GNU's healthy now, and will soon be moreso
Posted Sep 27, 2013 20:41 UTC (Fri) by
khim (subscriber, #9252)
In reply to:
GNU's healthy now, and will soon be moreso by coriordan
Parent article:
30 years of GNU
I also checked to see to see what happened afterwards.
Hmm… really? Have you checked the GNU ftp site?
The article was about Nikos taking GnuTLS out of GNU, but all the GNU releases since the article have all been made by... Nikos.
You mean non-GNU releases on non-GNU sites?
Last GNU versions are 3.0.26/3.1.5. All versions after that (3.0.32/3.1.14/3.2.4 currently) are released not as part of GNU project and they are not released via usual GNU channels.

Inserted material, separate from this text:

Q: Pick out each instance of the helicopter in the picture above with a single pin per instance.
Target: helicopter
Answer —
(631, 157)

Sure, they were made by Nikos. And FSF was even provided redirects from old addresses @ http://www.gnu.org/software/gnutls/ to new addresses @ http://www.gnutls.org/. That's cool: this means that they kept enough common sense to understand that even if legally they can try to keep GnuTLS as GNU “zombie project” it'll just make them a laughing stock.
But the fact remains: GnuTLS have left the GNU project and it's not coming back.
GPLv3 means your software will be rejected by corporations that never wanted users to get the freedoms anyway.
Sure. Few corporations do.
If your goal is to do unpaid work for corporations, then GPLv3 is not for you. If your goal is for users to be free to use, modify, run and redistribute, then GPLv3+ is your best bet.
Well, that's one way of saying it. Another way is to say that if you do care about users then GPLv3 is not for you. If you do care only about software freedom (and it does not matter for you if users will ever see or care about your software) then yes, GPLv3 is your best bet.
As I've said before: GPLv3 separated people who think about software as means of doing something and people who think about software (and software's freedom) as goal. And most people care more about people then they care about unfeeling bytes.